Deutschland konjunkturelle Flaute hat erhebliche Auswirkungen auf die Frage der Standortwahl der Studenten – und hierbei zeigt sich ein besorgniserregender Pessimismus. Zum Zeitpunkt der Erhebung bewerteten 28 Prozent der Befragten die aktuelle wirtschaftliche Situation in Deutschland als gut oder eher gut – 34 Prozent wiederum als schlecht oder eher schlecht.

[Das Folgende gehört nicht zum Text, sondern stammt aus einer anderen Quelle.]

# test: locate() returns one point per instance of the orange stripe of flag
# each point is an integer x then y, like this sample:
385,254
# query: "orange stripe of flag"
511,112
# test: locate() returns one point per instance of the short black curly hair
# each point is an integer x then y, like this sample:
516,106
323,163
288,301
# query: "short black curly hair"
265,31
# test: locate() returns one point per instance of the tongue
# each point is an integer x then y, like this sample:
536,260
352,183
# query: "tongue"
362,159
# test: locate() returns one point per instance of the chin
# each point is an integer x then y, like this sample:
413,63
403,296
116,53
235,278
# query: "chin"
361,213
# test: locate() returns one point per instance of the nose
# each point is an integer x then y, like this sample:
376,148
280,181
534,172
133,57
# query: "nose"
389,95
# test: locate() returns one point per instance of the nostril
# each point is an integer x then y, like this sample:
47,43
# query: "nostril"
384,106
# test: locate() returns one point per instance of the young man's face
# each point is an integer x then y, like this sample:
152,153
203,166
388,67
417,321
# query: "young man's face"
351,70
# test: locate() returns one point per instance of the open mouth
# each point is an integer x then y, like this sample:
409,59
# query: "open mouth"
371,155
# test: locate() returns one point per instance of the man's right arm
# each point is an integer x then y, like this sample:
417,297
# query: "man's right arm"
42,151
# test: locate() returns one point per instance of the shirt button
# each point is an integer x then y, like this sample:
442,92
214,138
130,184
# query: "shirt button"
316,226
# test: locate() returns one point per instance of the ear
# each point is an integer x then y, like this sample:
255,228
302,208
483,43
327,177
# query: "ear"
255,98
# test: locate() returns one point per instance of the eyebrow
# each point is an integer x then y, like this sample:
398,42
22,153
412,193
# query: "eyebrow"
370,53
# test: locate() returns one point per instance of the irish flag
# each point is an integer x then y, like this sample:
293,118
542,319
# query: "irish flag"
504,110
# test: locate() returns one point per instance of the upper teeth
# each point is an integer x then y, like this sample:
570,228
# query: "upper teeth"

Und der Blick auf die kommenden Jahre ist nicht besser: 36 Prozent der Befragten schätzen die zukünftige wirtschaftliche Entwicklung als schlecht oder eher schlecht ein.

Immerhin: Trotz der Abwanderungspläne zieht Deutschland nach wie vor viele Studenten aus dem Ausland an – wohl auch, weil die Studiengebühren im internationalen Vergleich sehr gering sind. Im vergangenen Wintersemester waren von den knapp 2,9 Millionen Studenten hierzulande rund 370.000 Ausländer – so viele wie nie zuvor. Bundesbildungsministerin Bettina Stark-Watzinger (FDP) wertet das als eine „sehr gute Nachricht“ für den Wirtschafts- und Wissenschaftsstandort.

Bei den wichtigsten Herkunftsländern steht zum ersten Mal Indien mit rund 42.600 Studenten auf Platz eins vor China (39.137) und Syrien (15.563). Deutlich gestiegen ist die Zahl der ukrainischen Studenten mit nunmehr 9.100. Eine Auswertung des Bundesbildungsministeriums zeigt zudem: 45 Prozent der internationalen Studenten leben zehn Jahre nach dem Studienbeginn noch in Deutschland.